Optional initialization
To improve performance, define an Init function that executes once when the algorithm loads. Use Init to precompute static data that the RunFPAlgorithm function can reuse during request processing.
function Init() -- precompute static values here end
Access request data
Within RunFPAlgorithm, call Cequence functions through the cequence namespace to access request data.
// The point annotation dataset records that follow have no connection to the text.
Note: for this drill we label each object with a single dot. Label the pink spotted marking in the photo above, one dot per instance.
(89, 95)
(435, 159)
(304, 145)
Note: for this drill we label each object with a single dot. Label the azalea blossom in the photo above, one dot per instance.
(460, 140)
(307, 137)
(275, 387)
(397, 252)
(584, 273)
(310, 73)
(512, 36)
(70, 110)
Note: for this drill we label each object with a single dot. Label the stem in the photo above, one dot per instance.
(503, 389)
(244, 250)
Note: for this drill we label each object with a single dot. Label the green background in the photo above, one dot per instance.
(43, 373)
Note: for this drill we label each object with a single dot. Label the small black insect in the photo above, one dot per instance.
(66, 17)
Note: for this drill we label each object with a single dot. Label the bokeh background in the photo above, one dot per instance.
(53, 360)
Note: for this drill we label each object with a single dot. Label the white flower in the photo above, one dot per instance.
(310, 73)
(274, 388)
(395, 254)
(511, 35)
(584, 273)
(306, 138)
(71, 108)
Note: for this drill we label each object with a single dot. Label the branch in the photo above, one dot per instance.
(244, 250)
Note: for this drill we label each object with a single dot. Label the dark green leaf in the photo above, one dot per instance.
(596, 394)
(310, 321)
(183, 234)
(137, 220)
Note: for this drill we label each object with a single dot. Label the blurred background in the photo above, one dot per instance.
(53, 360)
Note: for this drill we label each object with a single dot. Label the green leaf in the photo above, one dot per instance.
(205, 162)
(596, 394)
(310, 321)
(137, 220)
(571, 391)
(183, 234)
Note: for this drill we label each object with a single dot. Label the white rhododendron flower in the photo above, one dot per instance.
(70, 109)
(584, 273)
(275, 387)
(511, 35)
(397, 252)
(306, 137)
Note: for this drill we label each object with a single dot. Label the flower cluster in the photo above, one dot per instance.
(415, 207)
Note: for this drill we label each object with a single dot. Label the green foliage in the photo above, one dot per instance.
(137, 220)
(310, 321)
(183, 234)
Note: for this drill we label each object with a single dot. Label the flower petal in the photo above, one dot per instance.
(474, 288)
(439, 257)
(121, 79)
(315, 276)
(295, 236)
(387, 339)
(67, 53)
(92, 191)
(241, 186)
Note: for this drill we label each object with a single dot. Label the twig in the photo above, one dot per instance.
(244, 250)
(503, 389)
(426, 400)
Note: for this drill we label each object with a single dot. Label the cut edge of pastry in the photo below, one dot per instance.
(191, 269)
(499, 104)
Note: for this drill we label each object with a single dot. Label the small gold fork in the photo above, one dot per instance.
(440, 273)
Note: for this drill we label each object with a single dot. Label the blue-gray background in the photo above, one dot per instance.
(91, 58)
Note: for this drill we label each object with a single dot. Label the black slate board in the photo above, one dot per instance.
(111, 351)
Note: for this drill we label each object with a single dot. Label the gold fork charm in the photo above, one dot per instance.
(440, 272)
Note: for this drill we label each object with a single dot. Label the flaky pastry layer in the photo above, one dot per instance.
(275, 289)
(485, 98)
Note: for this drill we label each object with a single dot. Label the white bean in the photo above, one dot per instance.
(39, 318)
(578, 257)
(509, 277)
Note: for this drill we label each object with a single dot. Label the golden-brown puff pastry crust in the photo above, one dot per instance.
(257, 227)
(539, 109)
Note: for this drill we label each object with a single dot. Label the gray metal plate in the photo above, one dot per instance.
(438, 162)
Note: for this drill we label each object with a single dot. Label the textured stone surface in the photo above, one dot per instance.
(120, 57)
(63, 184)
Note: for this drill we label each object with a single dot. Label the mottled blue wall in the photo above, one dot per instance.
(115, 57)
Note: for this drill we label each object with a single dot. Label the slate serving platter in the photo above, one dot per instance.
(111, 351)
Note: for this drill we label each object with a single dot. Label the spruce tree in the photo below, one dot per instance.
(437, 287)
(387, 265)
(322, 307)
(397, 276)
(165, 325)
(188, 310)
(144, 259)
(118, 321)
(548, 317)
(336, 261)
| Name | Data type | Description |
|---|---|---|
cequence.getHostName(txn) | string | Transaction host header value. |
cequence.getPath(txn) | string | Normalized transaction path. |
cequence.getPathRaw(txn) | string | Transaction path without normalization. |
cequence.getClientIP(txn) | string | Computed client IP. |
cequence.getHeaderValue(txn, header_name) | vector of strings | Header values. |
cequence.headerExists(txn, header_name) | boolean | True if the header exists. |
cequence.getHeaderKeys(txn) | vector of strings | All header names. |
cequence.getHeaders(txn) | map | All headers as name-value pairs. Header names are case-insensitive. |
cequence.getQueryParamValue(txn, param_name) | vector of strings | Query parameter values. |
cequence.queryParamExists(txn, param_name) | boolean | True if the query parameter exists. |
cequence.getQueryParamKeys(txn) | vector of strings | All query parameter names. |
cequence.getQueryParams(txn) | map | All query parameters as name-value pairs. Parameter names are case-sensitive. |
cequence.getCookieValue(txn, cookie_name) | vector of strings | Cookie values. |
cequence.cookieExists(txn, cookie_name) | boolean | True if the cookie exists. |
cequence.getCookieKeys(txn) | vector of strings | All cookie names. |
cequence.getCookies(txn) | map | All cookies as name-value pairs. Cookie names are case-sensitive. |
cequence.getBody(txn) | string | Request body. |
cequence.getBodySize(txn) | number | Size of the request body. |
JSON parsing
You can use the cjson module to parse JSON data within your algorithm.
local cjson = require("cjson")Example algorithm
The following algorithm computes a fingerprint based on request headers.
function RunFPAlgorithm(txn)
local headers = cequence.getHeaders(txn)
local fingerprint_value = ""
local log_message = ""
for key, value in pairs(headers) do
fingerprint_value = fingerprint_value .. key .. "=" .. value
log_message = log_message .. key .. ", "
end
return fingerprint_value, "Headers: " .. log_message
endUse a dynamic fingerprint in a mitigation policy
To specify a dynamic fingerprint as part of a mitigation policy, follow these steps.
- From the Cequence UAP platform interface, navigate to Threat Protection Mitigation Policies.
- Click Add New Policy.
- The Add New Policy dialog displays. Enter a policy name.
- Enter a policy description.
- Select a policy type.
- Click + next to Mitigator Criteria.
- The Mitigator Criteria pane displays. From the Field dropdown, select Dynamic Fingerprint.
- From the Operator dropdown, select Equals.
- Enter the fingerprint ID.
- Click Add.
The new mitigation policy now uses the dynamic fingerprint.